Daniel went on to explain how this speaks to my question about broadening the sense of personal agency into the political realm.
Potentialism explicitly acknowledges the ways in which our personal flourishing is wrapped up in the well-being of the community. We all have gifts that we have a responsibility to develop not just for our own sake, but for the sake of the collective and to share with other people. That is an element of our civic identity — seeing ourselves as integral members of a civic community who have an obligation to show up and contribute.
... When we're truly manifesting our personal agency — truly being our best selves — it has civic implications, because it allows us to show up in our communities in the fullest possible way. Through that mechanism, we come to see ourselves as having the ability to impact other people's lives, and that becomes a cyclical, positive flywheel.
Playing the devil's advocate for a moment, I asked Daniel what happens if a person's gift is being an accomplished con man, one who is very good at swindling others. Daniel replied that liberalism has a good solution for this.
The basic idea of liberalism is: you should pursue your own ends as long as they don't interfere with other people's ability to pursue their own ends. We can adopt the same idea. Your gifts should be manifested only to the extent that they don't interfere with other people's ability to do the same. And societies can impose rules that say: you might think that's a gift, but that's not the kind of gift we support. We mean the gifts that are helpful and that increase other people's ability to develop and share their gifts. If the consequence of you developing yours is that it makes it more difficult for other people to do that, that's not a gift.
I then asked David how people might be convinced to adopt potentialism. As he said at the beginning of the interview, people's core beliefs don't change much. So then, I wondered, why would they change to believing in potentialism? He replied that potentialsim is not a new core belief, but rather an old one.
For many, many people, "everyone has something to offer" would strike them as deeply intuitive. In fact, the idea of contribution and the "virtuous life" is deeply embedded in our founding documents. Jefferson and the founders were really influenced by classical thought and Aristotelian ideas of virtue. For them, the pursuit of happiness is not just a feeling — it's an activity, the activity of living a virtuous life. That's what Aristotle thought: that happiness and living a virtuous life were basically identical. That has been somewhat lost in the way we think about the pursuit of happiness, but it's implicit in a lot of these founding documents.

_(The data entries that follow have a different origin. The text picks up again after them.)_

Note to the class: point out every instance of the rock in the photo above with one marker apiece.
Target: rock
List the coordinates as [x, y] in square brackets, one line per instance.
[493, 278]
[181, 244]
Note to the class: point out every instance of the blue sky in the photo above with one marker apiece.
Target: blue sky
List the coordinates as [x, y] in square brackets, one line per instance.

So I don't actually think the basic ideas around potentialism are new. I think they are old ideas that have been forgotten. One bet we're taking is that this is actually a recovery — that when you say things in this way or explain it to people, it strikes them as so intuitive that it doesn't really require a change in their core beliefs. It's just a naming and a formalization of a set of beliefs that people already hold.
Daniel also explained how they are working to get people to adopt this "core belief," even though he admits getting it widely adopted is "comically ambitious." But he hopes they can achieve that the same way that other social movements have succeeded: "very slowly, and then all at once."